Dann haben wir viel telefoniert - mit Publishern und Entwicklern. Unsere Telefonkosten waren astronomisch! Damals gab es keine Flatrate... :-). Und keine E-Mail...
?: Wie darf man sich einen Arbeitstag vorstellen? Wie lief das so ab?
mh: Offiziell war Arbeitsbeginn um 9 Uhr. Aber da hat sich eh keiner im Verlag (außer in der Verwaltung) dran gehalten. Wir haben um 10 h angefangen. Dann gab es eine Redaktionssitzung und die Spieletests wurden verteilt, neue Aufgaben besprochen. Dann wurde telefoniert, die alltäglichen Sachen erledigt, Fotos gemacht..., gespielt haben wir meistens zu Hause. Oder wir sind länger geblieben - oder nachts wieder gekommen. Das habe ich damals ein paar Mal gemacht.

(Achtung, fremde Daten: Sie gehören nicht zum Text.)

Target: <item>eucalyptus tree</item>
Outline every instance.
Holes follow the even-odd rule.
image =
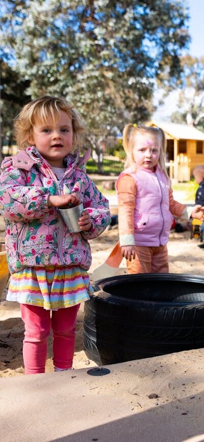
[[[183,73],[177,81],[178,110],[172,121],[204,130],[204,57],[182,57]]]
[[[156,78],[172,85],[180,76],[189,40],[183,0],[0,0],[1,7],[2,44],[30,82],[28,93],[73,102],[95,149],[149,117]]]

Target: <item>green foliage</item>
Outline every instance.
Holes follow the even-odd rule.
[[[187,55],[181,59],[183,72],[177,81],[178,110],[171,115],[175,122],[193,125],[204,130],[204,57]]]
[[[124,169],[124,164],[120,161],[113,161],[104,158],[103,162],[103,170],[104,175],[119,175]],[[92,158],[90,158],[87,161],[86,165],[86,171],[87,174],[97,174],[98,167],[97,163],[94,161]]]
[[[119,149],[119,151],[115,150],[114,155],[118,158],[120,158],[120,160],[124,160],[124,159],[126,158],[126,154],[124,149]]]
[[[189,39],[182,0],[0,0],[0,10],[2,57],[27,93],[66,96],[96,137],[149,117],[155,77],[168,66],[167,81],[178,78]]]

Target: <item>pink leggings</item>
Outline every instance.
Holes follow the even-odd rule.
[[[60,369],[72,364],[75,347],[76,315],[80,304],[49,310],[34,305],[20,305],[25,325],[23,357],[27,375],[44,373],[47,340],[50,327],[53,331],[53,363]]]

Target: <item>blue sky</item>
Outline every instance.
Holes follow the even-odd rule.
[[[185,50],[183,54],[190,54],[194,57],[204,56],[204,0],[186,0],[186,3],[189,7],[189,32],[191,42],[189,48]],[[162,91],[156,90],[154,96],[154,104],[156,106],[162,96]],[[172,112],[177,109],[177,91],[171,92],[165,100],[164,104],[158,106],[152,119],[158,122],[162,120],[169,121]]]
[[[189,33],[192,42],[188,52],[195,57],[204,56],[204,1],[187,0],[190,7]]]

?: Gibt es Spiele, die du heute besser oder schlechter bewerten würdest? Bei welchen Spielen wich die Redaktionsnote am meisten von deinem eigenen Empfinden ab?
mh: Ich stehe zu meinen Wertungen... auch zu umstrittenen, wie meiner Wertung zu "Dune 2" damals. Die haben mit dem Spiel ein neues Genre begründet - nämlich das der Echtzeitstrategie. Und ich habe dem Ding wohl die weltweit schlechteste Wertung gegeben - irgendwo Mitte 70. Neues Genre hin oder her: Da waren so viele Patzer drin... Wegfindungsroutinen waren damals noch mangelhaft, Einheiten blieben laufend hinter Gebäuden stecken und so weiter. Und eine Wertung Mitte 70 - ich glaube, es waren 74 Prozent - ist ja nicht schlecht. Heute wird eine Wertung unter 85 immer als Todesurteil angesehen.

Was ich heute anderes machen würde: Es gab ein, zwei Spiele, die haben wir eindeutig zu früh getestet.

Die Note bei dem die Redaktionsnote am meisten von meinem privaten Empfinden abwich? Keine Frage: "Elite 2".
?: Was müsste man tun, um die Nostalgiker mit den modernen Rollenspielen zu versöhnen. Wie sähe ein modernes Rollenspiel designed von Michael Hengst aus?
mh: Das ist schon fast ein Widerspruch in sich: Ein modernes Rollenspiel designed by Michael Hengst. Meine Favoriten gehören schon zu den Computersteinzeit-Spielen. "Wizardy 7", "Gothic 2" …das waren noch Rollenspiele. Ich gebe zu, "Oblivion" habe ich mir ziemlich lange angeschaut. "Gothic 3". Und einige von den japanischen Sachen: "Final Fantasy" und Co. Ich muss aber zugeben, dass mich die neuen "Final Fantasy" Spiele nicht mehr wirklich reizen. Anschauen ja, anspielen auch, durchspielen nein. Wenn ich also die Chance hätte, ein Rollenspiel zu machen? Lieber nicht - finanziell ein garantiertes Desaster.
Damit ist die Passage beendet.